Pleitos, diga-se, igualmente refutados pelo ex-juiz e pela 8ª Turma do TRF-4.

Em tantas outras ocasiões processuais, a parcialidade do ex-juiz Sergio Moro, a partir, inclusive, de declarações e entrevistas à imprensa na condição de líder da “força-tarefa”, tal como juiz de instrução, modelo não concebido em nosso sistema constitucional, restou questionada, debalde, porém.

As consequências jurídicas e disciplinares, além de políticas, considerando a indevida influência revelada no panorama das eleições de 2018, do exame do conteúdo de tais mensagens são incalculáveis, sendo certo, contudo, que, ao Estado-juiz e o Estado-acusador, a Constituição Federal, o Código de Processo Penal, a Lei Orgânica da Magistratura e a Lei Complementar do Ministério Público não preveem o conluio, o jogo de cartas marcadas, a associação obscura e a inversão de papéis entre o investigador e aquele a quem se destinou a sacrossanta missão de julgar o próximo.
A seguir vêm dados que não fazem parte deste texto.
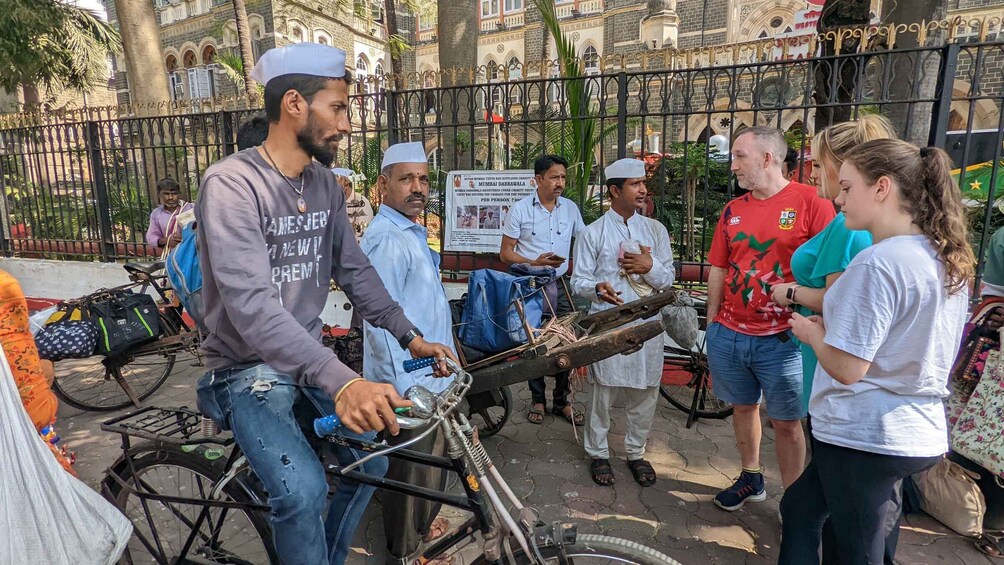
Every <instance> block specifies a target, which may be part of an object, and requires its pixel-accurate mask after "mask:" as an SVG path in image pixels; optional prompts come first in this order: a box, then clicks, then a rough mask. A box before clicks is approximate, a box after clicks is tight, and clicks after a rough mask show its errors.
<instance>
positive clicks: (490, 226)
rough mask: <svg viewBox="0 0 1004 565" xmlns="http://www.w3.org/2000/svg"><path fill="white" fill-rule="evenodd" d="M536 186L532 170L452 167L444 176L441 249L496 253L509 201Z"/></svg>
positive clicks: (461, 250) (516, 201) (518, 196)
mask: <svg viewBox="0 0 1004 565" xmlns="http://www.w3.org/2000/svg"><path fill="white" fill-rule="evenodd" d="M536 190H537V187H536V182H535V181H534V179H533V172H532V171H453V172H451V173H450V174H449V175H448V176H447V179H446V210H445V211H444V215H445V216H446V218H445V220H446V241H445V242H444V246H443V250H444V251H474V252H477V253H498V251H499V247H500V246H501V245H502V228H503V227H504V226H505V221H506V219H507V218H508V216H509V210H510V209H511V208H512V205H514V204H516V203H517V202H519V201H520V200H522V199H524V198H526V197H528V196H530V195H531V194H533V192H534V191H536Z"/></svg>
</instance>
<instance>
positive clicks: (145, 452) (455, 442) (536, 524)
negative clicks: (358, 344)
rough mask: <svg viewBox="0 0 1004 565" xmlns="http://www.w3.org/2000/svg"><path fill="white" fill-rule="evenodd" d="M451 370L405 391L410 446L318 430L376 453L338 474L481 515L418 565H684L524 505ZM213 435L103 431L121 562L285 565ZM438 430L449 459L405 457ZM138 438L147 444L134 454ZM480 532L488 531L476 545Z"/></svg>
mask: <svg viewBox="0 0 1004 565" xmlns="http://www.w3.org/2000/svg"><path fill="white" fill-rule="evenodd" d="M434 362H436V361H435V359H432V358H425V359H413V360H412V361H409V363H411V364H407V365H406V367H407V368H406V370H409V369H411V370H414V369H416V368H421V367H423V366H429V365H431V364H432V363H434ZM448 362H449V363H450V365H451V368H452V369H453V370H454V371H455V372H456V373H457V376H456V377H455V378H454V380H453V382H452V383H451V384H450V386H449V387H448V388H447V389H446V390H444V391H443V392H442V393H440V394H433V393H432V392H429V391H428V390H426V389H424V388H421V387H413V388H412V389H410V390H409V394H408V397H409V398H410V399H411V400H412V401H413V402H414V403H415V406H414V407H413V408H412V410H411V411H410V413H409V414H408V415H406V414H399V415H398V421H399V423H400V426H401V427H402V428H405V429H411V430H419V429H424V432H423V433H422V434H421V435H420V436H419V437H418V438H417V439H414V440H412V441H411V442H407V443H405V444H402V445H400V446H395V447H393V448H389V447H387V446H386V445H380V444H372V443H368V442H359V441H355V440H349V439H346V438H343V437H341V436H339V435H338V434H337V433H336V430H337V428H338V423H339V422H338V421H337V416H324V417H321V418H317V419H316V420H315V421H314V430H315V434H316V435H317V436H318V437H319V438H323V439H325V440H326V441H328V442H332V443H335V444H338V445H339V446H346V447H350V448H353V449H357V450H361V451H363V452H372V453H370V454H369V455H367V456H366V457H365V458H362V459H360V460H359V461H357V462H356V463H354V464H352V465H350V466H347V467H345V468H338V467H330V468H329V470H328V472H329V475H330V476H332V477H334V478H341V477H345V478H349V479H351V480H353V481H357V482H359V483H362V484H365V485H372V486H375V487H378V488H380V489H387V490H393V491H395V492H399V493H404V494H406V495H410V496H415V497H419V498H422V499H426V500H431V501H436V502H439V503H442V504H445V505H448V506H452V507H455V508H460V509H462V510H466V511H468V512H470V513H471V514H472V515H473V516H472V517H471V518H470V519H469V520H468V521H467V522H465V523H464V524H463V525H461V526H460V527H459V528H458V529H457V531H456V532H455V533H453V534H450V535H447V536H444V537H443V538H442V539H441V540H439V541H437V542H436V543H434V544H433V545H432V546H431V547H429V548H428V549H426V550H425V551H424V552H422V554H421V555H418V556H414V557H411V558H410V561H411V562H413V563H427V562H428V561H430V560H433V559H436V558H438V557H445V556H446V555H448V554H452V553H453V552H455V550H459V549H460V548H461V547H462V546H467V545H469V544H471V543H480V544H481V545H480V547H479V550H480V551H481V555H480V556H479V557H478V558H477V559H476V560H475V561H474V563H475V564H477V565H486V564H490V565H516V564H519V565H523V564H534V565H544V564H549V563H563V564H578V565H587V564H589V563H592V562H594V561H595V562H599V563H609V562H617V563H624V564H630V563H634V564H637V565H657V564H658V565H674V564H677V561H674V560H673V559H671V558H670V557H669V556H667V555H665V554H663V553H661V552H659V551H656V550H654V549H652V548H649V547H646V546H644V545H641V544H638V543H635V542H632V541H628V540H623V539H618V538H611V537H607V536H599V535H588V534H578V533H577V531H576V529H575V526H574V525H572V524H567V523H554V524H549V525H548V524H544V523H543V522H541V521H540V519H539V515H538V513H537V512H536V510H534V509H532V508H529V507H524V506H523V505H522V504H521V503H520V502H519V500H518V499H517V498H516V496H515V495H514V494H513V492H512V490H511V489H510V488H509V487H508V485H507V484H506V482H505V481H504V480H503V479H502V477H501V475H500V474H499V472H498V471H497V470H496V469H495V466H494V465H493V463H492V461H491V459H490V458H489V456H488V454H487V452H486V451H485V449H484V447H483V446H482V445H481V444H480V442H479V440H478V437H477V435H476V434H475V433H474V430H473V428H472V426H471V423H470V421H469V420H468V419H467V416H466V415H465V414H464V412H465V411H466V410H462V409H459V407H460V406H461V400H462V399H463V398H464V396H465V395H466V393H467V391H468V390H469V388H470V385H471V382H472V380H473V379H472V377H471V375H470V373H468V372H467V371H465V370H464V369H463V368H461V367H460V366H459V365H457V364H456V363H453V362H452V361H448ZM211 427H212V426H209V427H204V419H203V417H202V416H201V415H200V414H199V413H197V412H195V411H192V410H189V409H186V408H179V409H163V408H156V407H149V408H145V409H144V410H140V411H138V412H135V413H133V414H127V415H124V416H119V417H116V418H112V419H109V420H107V421H105V422H103V423H102V425H101V429H102V430H104V431H107V432H112V433H116V434H119V435H120V436H121V440H122V453H123V455H122V458H120V459H119V460H118V461H117V462H116V463H115V464H114V465H112V466H111V467H110V468H109V469H108V472H107V475H106V477H105V479H104V481H103V482H102V484H101V490H102V492H103V494H104V496H105V497H107V498H108V499H109V500H111V501H112V502H114V503H115V504H116V506H118V508H119V509H120V510H121V511H122V512H123V513H124V514H126V515H127V516H128V517H130V519H131V520H133V523H134V525H135V529H134V539H133V540H131V543H130V546H129V547H128V548H127V552H126V554H124V556H123V559H122V562H124V563H140V562H143V563H149V562H156V563H163V564H167V563H193V562H197V563H204V564H223V563H227V564H257V565H260V564H264V563H272V564H274V563H277V559H276V556H275V553H274V550H273V549H272V543H271V540H272V536H271V530H270V528H269V526H268V524H267V522H266V519H265V517H266V516H267V512H268V506H267V504H265V503H264V502H263V501H265V500H266V497H265V495H264V493H263V492H262V489H261V486H260V484H259V483H258V482H257V480H256V478H255V477H254V474H253V473H252V472H251V470H250V469H249V467H248V466H247V463H246V461H245V459H244V456H243V455H242V454H241V451H240V449H239V448H238V447H237V446H236V445H235V444H234V440H233V438H232V436H230V435H229V434H223V435H214V434H215V432H216V431H215V430H205V428H211ZM437 429H439V430H442V431H443V433H444V435H445V437H446V445H447V457H436V456H431V455H428V454H423V453H418V452H412V451H409V450H407V448H408V447H409V446H410V445H412V444H414V443H415V442H418V441H421V439H422V438H423V437H425V436H428V435H429V434H432V433H434V432H435V431H436V430H437ZM132 438H141V439H145V440H148V442H147V443H145V444H143V445H140V446H136V447H133V446H132V442H131V439H132ZM228 452H229V453H228ZM374 457H392V458H395V459H401V460H404V461H408V462H411V463H414V464H418V465H426V466H430V467H435V468H438V469H443V470H445V471H447V472H452V473H453V474H455V475H457V477H458V478H459V479H460V484H461V485H462V486H463V489H464V495H463V496H460V495H453V494H448V493H441V492H438V491H435V490H430V489H424V488H419V487H414V486H412V485H409V484H406V483H401V482H397V481H391V480H387V479H384V478H380V477H372V476H369V475H365V474H363V473H360V472H358V471H354V469H356V468H357V467H358V466H360V465H362V464H363V463H365V461H366V460H367V459H369V458H374ZM183 475H184V476H185V477H186V478H187V479H186V480H184V481H183V480H181V479H180V478H181V477H182V476H183ZM193 495H196V496H193ZM503 498H504V499H507V501H508V504H506V503H504V502H503ZM510 507H511V509H512V511H510ZM514 513H515V516H514ZM162 529H164V530H165V531H163V532H162V531H161V530H162ZM476 533H479V534H480V542H479V536H476V535H475V534H476Z"/></svg>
Importantes celeumas sobre a (i)licitude do vazamento das conversas e a sua (in)validade como elemento probatório correrão o noticiário e, quiçá, os tribunais, nada obstante, o próprio ex-juiz já decidiu a controvérsia no notório episódio da interceptação telefônica ilegal entre dois ex-presidentes da República:

“Como tenho decidido em todos os casos semelhantes da assim denominada Operação Lavajato, tratando o processo de apuração de possíveis crimes contra a Administração Pública, o interesse público e a previsão constitucional de publicidade dos processos (art. 5º, LX, e art. 93, IX, da Constituição Federal) impedem a imposição da continuidade de sigilo sobre autos. O levantamento propiciará assim não só o exercício da ampla defesa pelos investigados, mas também o saudável escrutínio público sobre a atuação da Administração Pública e da própria Justiça criminal. A democracia em uma sociedade livre exige que os governados saibam o que fazem os governantes, mesmo quando estes buscam agir protegidos pelas sombras”.

“A democracia em uma sociedade livre exige que” os jurisdicionados saibam o que fizeram e o que fazem as autoridades judicantes e os representantes da mesma sociedade que compõem o Ministério Público.

Simples assim: em nosso ordenamento e arcabouço de regras, todos os animais são iguais, sem exceção.